Questo secondo me non è un caso. E’ avvenuto perché i romanzi più avvincenti in questo ventennio li abbiamo scritti nelle aule giudiziarie. Gli scrittori italiani sono stati sopraffatti dalla realtà di una cronaca politico-giudiziaria così incalzante da superare davvero qualsiasi possibilità di sintesi e si rappresentazione narrativa. Non a caso, nell’ultimo ventennio, lo scrittore italiano più acclamato è stato il giornalista Roberto Saviano, un cronista che vive sotto scorta per aver scritto un romanzo che mescola cronaca e scrittura narrativa. Dalle stragi in poi, abbiamo vissuto una realtà così terribile che è andata assolutamente al di là di quella rappresentazione simbolica, pur inquietante, che Leonardo Sciascia aveva offerto nei suoi romanzi sulla corruzione del potere. Eppure romanzi come Il contesto e Una storia semplice mantengono una certa attualità, e raccontano molto bene l’incrocio tra mafia e potere. Noi, però, siamo andati oltre. Molto oltre. E oggi manca la figura di un intellettuale veramente indipendente, in grado di rappresentare le storture del berlusconismo in un’opera letteraria che sia un po’ la sintesi di quello che è accaduto nel paese. In realtà, oggi in Italia la figura di un intellettuale-guida manca del tutto. E, se devo essere sincero, pur avendo molto amato Sciascia, come ogni siciliano, l’intelligenza che mi manca di più oggi è quella di Pier Paolo Pasolini.
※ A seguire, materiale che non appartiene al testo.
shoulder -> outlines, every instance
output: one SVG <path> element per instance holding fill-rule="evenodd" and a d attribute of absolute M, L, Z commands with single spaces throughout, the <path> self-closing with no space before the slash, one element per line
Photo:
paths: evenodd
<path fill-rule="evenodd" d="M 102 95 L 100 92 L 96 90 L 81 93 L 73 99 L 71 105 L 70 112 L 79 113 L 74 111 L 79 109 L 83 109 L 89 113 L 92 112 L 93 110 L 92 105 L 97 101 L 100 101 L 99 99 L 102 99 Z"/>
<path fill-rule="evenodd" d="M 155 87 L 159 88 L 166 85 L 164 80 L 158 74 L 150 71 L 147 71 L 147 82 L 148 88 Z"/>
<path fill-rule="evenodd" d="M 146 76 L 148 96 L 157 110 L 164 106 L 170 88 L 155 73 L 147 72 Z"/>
Le sue riflessioni dedicate al potere, al Palazzo, alla forza rivoluzionaria della verità, la sua attenzione alle fasce più trascurate della nostra società; queste cose mancano. Pasolini è stato uno spartiacque nella cultura italiana. Sia da vivo che da morto, è l’autore che ha lasciato più il segno e il vuoto.
Perché nel ventennio appena trascorso neppure il cinema italiano è riuscito a produrre un’opera che denunciasse apertamente il lato oscuro del potere berlusconiano? Il Caimano di Moretti e Silvio Forever di Faenza sono le uniche eccezioni, nel cinema, in un panorama di assuefazione collettiva. E’ l’effetto del monopolio culturale delle case di produzione cinematografica? Oppure i cineasti italiani sono diventati omertosi?
Le due cose insieme. Il monopolio culturale c’è stato e continua ad esserci, per cui immagino sia molto difficile trovare un produttore che abbia voglia di finanziare opere politicamente impegnative e fuori dal coro: siamo davanti a un panorama di omologazione culturale indotta anche da un quadro di difficoltà operative. Quando i distributori cinematografici e i grandi gruppi editoriali fanno capo a un unico schieramento politico, diventa difficile fare opere cosiddette di “rottura”. Ma c’è pure una buona dose di assuefazione, questo non si può negare.